Wethouder Huijbrechts antwoordt hierop dat, als men een nieuwe keuken
koopt, men al deze apparatuur tegenkomt. Als men andere apparaten
daarbij gaat kopen of inpast levert dit altijd problemen op, men
zit met kieren of de apparaten staan scheef enz.
Daarnaast is de huur, die voor een ambtswoning betaald moet worden,
wettelijk vastgesteld en voor de huur die de burgemeester moet
betalen mag wel iets fatsoenlijks verwacht worden.
Het raadslid Looijen verklaart alleen gesproken te hebben over de
prijs en niet over de soorten apparaten. Hij is van mening dat de
familie van Erp zelf de kosten van deze voorzieningen moet betalen,
zoals te doen gebruikelijk bij de meeste huurwoningen.
Hij vraagt zich af waarom dit niet bij een ambtswoning kan worden
gedaan.
Hij voert hierbij tevens aan dat alle mogelijke voorziening aan
een ambtswoning niet doorberekend mogen worden in de huurprijs.
Dit kan wel een rechtmatige zaak zijn maar rechtvaardig is dit naar
zijn mening toch niet vooral als men ziet dat elke voorziening
aan een woninwetwoning direct een huurverhoging tot gevolg heeft.
Elke verhoging van het burgemeesterssalaris heeft ook een verhoging
tot gevolg maar dit neemt niet weg dat deze apparatuur door de
familie van Erp zelf bekostigd moet worden.
De voorzitter merkt op dat de wethouder een voorstel verdedigt
ten behoeve van de ambtswoning der gemeente doch niet de woon
gelegenheid van de Heer van Erp.
De leden Looijen en Wiemes die ter plaatse zijn gaan kijken hebben
zelf kunnen constateren, dat het gasfornuis en de koelkast die nu
in de keuken staan, niet passen bij de nieuwe inrichting. Het
voorstel omvat een inrichting die één geheel vormt.
Het raadslid de Bruijn verklaart geen moeite te hebben met het
voorstel. Haar zijn mening is dit een van de nadelen van het
bezit van een ambtswoning. Een ambtswoning heeft een represen
tatieve taak waarvan de keuken een wezenlijk onderdeel uitmaakt.

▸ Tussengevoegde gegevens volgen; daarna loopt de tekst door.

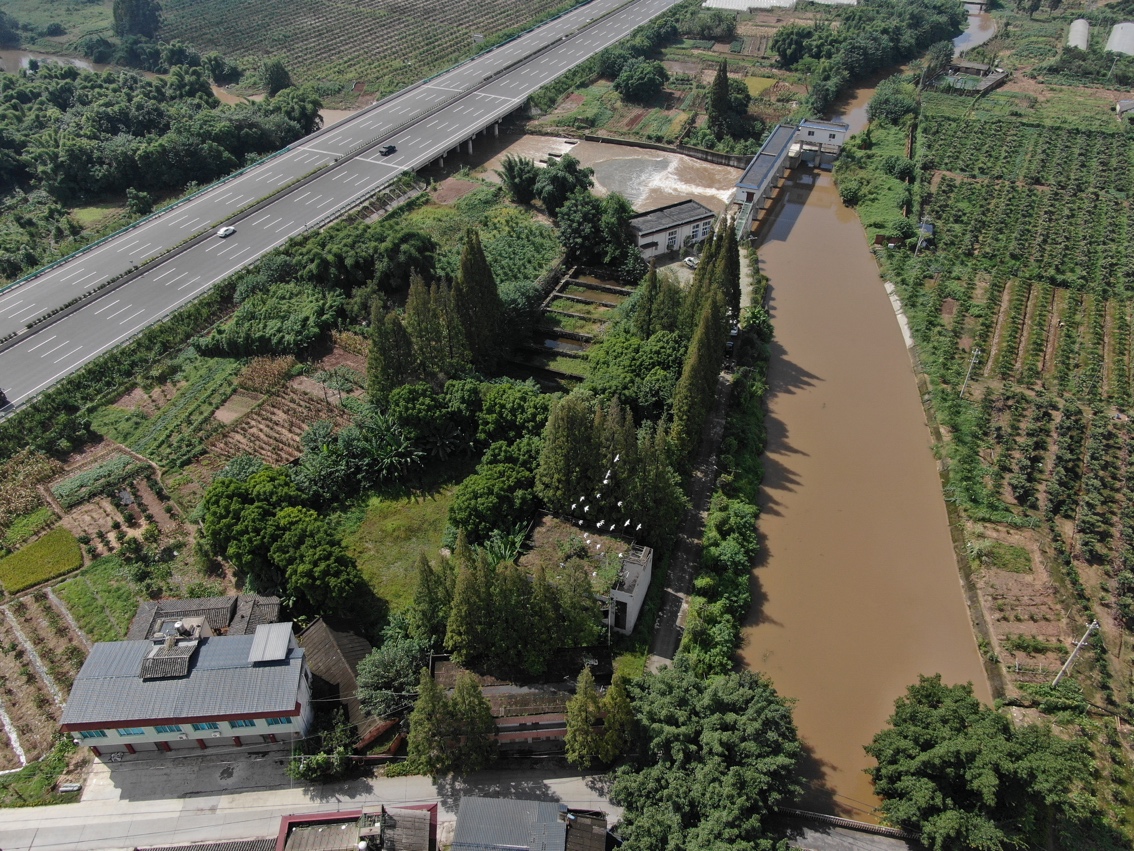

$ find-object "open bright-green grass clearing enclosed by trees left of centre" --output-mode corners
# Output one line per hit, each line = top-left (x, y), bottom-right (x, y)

Wanneer men een ambtswoning optimaal wil benutten zijn dit de
consequenties
De Heer de Ru verklaart dat zijn fractie minder moeite heeft
met het voorstel. Hij acht de herinrichting noodzakelijk en gaat
met het voorstel akkoord.
Het raadslid A. Buijs verklaart dat zijn fractie eveneens akkoord
gaat met het voorstel.
Onder de aantekening dat de leden Looijen en Wiemes tegen het
voorstel zijn daar het indienen van een amendement bij voorbaat
wordt weggestemd wordt overeenkomstig het voorstel besloten.
Voorstel tot vaststelling van de 20e begrotingswijziging 1979
Krediet opschilderen gemeentehuis):
Nadat wethouder Huijbrechts een korte toelichting heeft gegeven
op het voorstel tot beschikbaarstelling van een krediet ad
16.100,vraagt het raadslid A. Buijs of het schilderwerk
wordt gecontroleerd. Wethouder Huijbrechts antwoordt hierop dat
de V.V.O. het toezicht zal houden tijdens de schilderwerkzaamheden.
De vraag van het raadslid Looijen of in het krediet een bedrag is
opgenomen voor binnenschilderwerk en zo ja of dit ook door Rekkers
zal worden uitgevoerd, wordt door wethouder Huijbrechts bevestigd.
Aangezien niemand meer het woord verlangt of stemming wordt over
eenkomstig het voorstel van burgemeester en wethouders besloten.